Terwijl ze mijn dochter aankijkt, zegt ze: “meisje: wat heb je dat goed gezegd, heel dapper.” Ik voel dat hier iets groters in beweging is gezet. Ik slik mijn tranen weg. Ze kijkt mij aan: “als je het fijn vindt, mag je voortaan bij mij komen. De volgende keer plan ik dan wat extra tijd in zodat we alles wat rustiger kunnen doen.” Mijn ogen vullen zich opnieuw vanwege dit welkome aanbod. Het kan dus toch. Wat fijn. Gezien en gehoord.

We lopen de ruimte uit en onderweg zien we de expert in haar stoel zitten. “Doei” zegt ze. Ik hoor het te laat of krijg gewoon niets meer uit mijn strot. Even voel ik mij schuldig. Het is niets voor mij maar er zijn gewoonweg geen woorden. Terwijl we naar boven lopen om een vervolgafspraak te maken, wil ik het liefst in huilen uitbarsten. Maar er is nog werk aan de winkel.

De secretaresse ziet mijn tranen maar zegt niets. Ik vermoed iets met angst voor verlies van controle. Er zou namelijk zomaar ruimte kunnen ontstaan voor een meer ongebreidelde stortvloed aan emoties. Hoewel ik zelf niet echt voel dat ik hier in de wachtruimte zomaar van verdriet ter aarde zou kunnen storten, heeft deze secretaresse natuurlijk geen weet van mijn actuele natuurlijke staat van zijn. Een klassiek geval van risico aversie. Ik snap haar wel. Dat was namelijk heel lang mijn onnatuurlijke staat van zijn.

Door mijn tranen heen zeg ik tegen mijn dochter hoe trots ik op haar ben. Zo dapper dat ze voor zichzelf is opgekomen. Ik zeg haar ook dat ik mezelf best dapper vind. Ik vraag haar: “weet je waarom ik zo trots op je ben?” Ja. Dat weet ze wel. “Omdat de orthodontist net deed alsof ik geen pijn had en ik had wel pijn. Ze luisterde niet naar mij.” Precies.
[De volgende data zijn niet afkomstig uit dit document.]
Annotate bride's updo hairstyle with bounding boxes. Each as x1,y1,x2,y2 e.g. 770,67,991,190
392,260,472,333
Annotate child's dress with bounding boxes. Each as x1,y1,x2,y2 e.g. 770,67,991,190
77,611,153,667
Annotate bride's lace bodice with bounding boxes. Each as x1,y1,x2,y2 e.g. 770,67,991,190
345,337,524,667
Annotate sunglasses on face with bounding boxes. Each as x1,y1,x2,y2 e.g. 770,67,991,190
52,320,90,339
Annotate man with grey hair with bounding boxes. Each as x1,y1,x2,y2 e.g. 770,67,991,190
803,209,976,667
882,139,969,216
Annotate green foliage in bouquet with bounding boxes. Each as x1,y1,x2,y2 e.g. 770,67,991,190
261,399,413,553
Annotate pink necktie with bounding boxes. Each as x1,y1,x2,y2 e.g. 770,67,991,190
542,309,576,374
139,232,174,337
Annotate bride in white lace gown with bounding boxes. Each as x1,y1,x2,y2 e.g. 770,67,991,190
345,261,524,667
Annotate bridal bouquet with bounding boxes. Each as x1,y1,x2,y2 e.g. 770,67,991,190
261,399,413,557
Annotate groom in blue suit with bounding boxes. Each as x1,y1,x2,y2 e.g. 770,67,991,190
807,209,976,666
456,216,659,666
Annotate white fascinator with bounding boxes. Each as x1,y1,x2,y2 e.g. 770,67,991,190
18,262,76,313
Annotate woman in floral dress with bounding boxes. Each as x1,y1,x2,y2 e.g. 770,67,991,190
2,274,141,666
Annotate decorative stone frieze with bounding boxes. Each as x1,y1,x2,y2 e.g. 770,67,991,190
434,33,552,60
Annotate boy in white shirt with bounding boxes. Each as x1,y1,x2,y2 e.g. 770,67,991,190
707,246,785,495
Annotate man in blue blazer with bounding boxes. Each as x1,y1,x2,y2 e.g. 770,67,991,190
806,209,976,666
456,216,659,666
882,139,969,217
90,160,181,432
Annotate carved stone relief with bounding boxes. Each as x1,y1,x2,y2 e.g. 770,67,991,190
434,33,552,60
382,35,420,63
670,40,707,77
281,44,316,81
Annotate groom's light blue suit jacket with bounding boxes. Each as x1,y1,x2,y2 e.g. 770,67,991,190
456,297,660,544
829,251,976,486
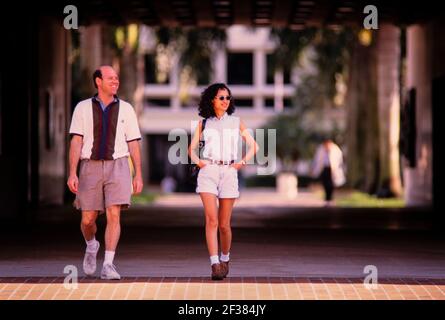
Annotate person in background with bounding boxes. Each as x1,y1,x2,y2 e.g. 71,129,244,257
312,138,346,207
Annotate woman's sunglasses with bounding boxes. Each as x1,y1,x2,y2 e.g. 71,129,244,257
217,96,232,101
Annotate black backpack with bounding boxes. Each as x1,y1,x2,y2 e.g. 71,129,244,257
189,119,207,185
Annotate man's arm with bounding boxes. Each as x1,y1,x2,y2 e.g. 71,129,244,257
67,135,83,193
128,140,144,194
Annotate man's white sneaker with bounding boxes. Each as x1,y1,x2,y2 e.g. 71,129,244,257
100,264,121,280
83,241,100,276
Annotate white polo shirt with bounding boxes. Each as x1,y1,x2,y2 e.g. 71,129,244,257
70,96,141,160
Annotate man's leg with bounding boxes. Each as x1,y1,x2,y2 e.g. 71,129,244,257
101,205,121,280
80,211,98,241
80,211,100,276
105,205,121,252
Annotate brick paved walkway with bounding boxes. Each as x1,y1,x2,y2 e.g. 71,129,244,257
0,277,445,300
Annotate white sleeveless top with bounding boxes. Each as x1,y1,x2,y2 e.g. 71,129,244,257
202,113,240,161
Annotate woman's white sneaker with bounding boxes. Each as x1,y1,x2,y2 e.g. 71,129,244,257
83,241,100,276
100,264,121,280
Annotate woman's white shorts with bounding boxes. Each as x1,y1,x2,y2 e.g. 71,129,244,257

Ik vertel haar dat experts soms zo hard met hun hoofd aan het werk zijn dat ze waarvoor ze het echt doen een beetje uit het oog verliezen.

Ik zeg haar ook dat het niet meevalt om met je hoofd bezig te zijn en tegelijkertijd met je hart je werk uit te voeren. Dan kan de oprechte aandacht voor de mens zomaar onder druk komen te staan.

Aandacht voor de individuele mens. Groot en klein. Ik vertel mijn dochter ook dat wij ze een beetje kunnen helpen. Door te benoemen wat je wilt en wat niet. Door vragen te stellen. Door aan te geven hoe het voelt. En vooral niets zomaar voor waar aan te nemen als het voor jouw gevoel (nog) niet klopt. Ze mag weten dat zij ook meetelt. Dat ze daarvoor haar stem mag gebruiken. En als dat soms nog niet lukt dat ik het dan voor haar zal doen. Op een respectvolle manier. Daarmee heb ik haar hopelijk een voorbeeld gegeven waarop ze verder kan bouwen. Niet door te vechten maar in een poging om een verbinding tot stand te brengen. Een hartsverbinding. Zodat er ruimte kan ontstaan voor echt contact.

In de auto kan ik niet ophouden met huilen. Ik huil om wat mijn kind allemaal op haar bordje krijgt maar ik huil ook oude tranen. Pijn van vroeger. Ik ging altijd alleen. Omdat dat nu eenmaal zo ging in die tijd. Ik durfde niets te zeggen. Ik nam alles voetstoots aan. Met als gevolg dat er veel te laat werd ontdekt dat mijn orthodontist er een zooitje van had gemaakt. Er is sindsdien al zoveel veranderd. Maar het kan nog beter. Niet alleen in de tandheelkundige, medische of juridische wereld maar in elke wereld waarin wij als mens afhankelijk zijn van experts. Dit zijn namelijk uiteindelijk ook gewoon mensen die -noem het toeval of niet- slechts excelleren in bepaalde vaardigheden.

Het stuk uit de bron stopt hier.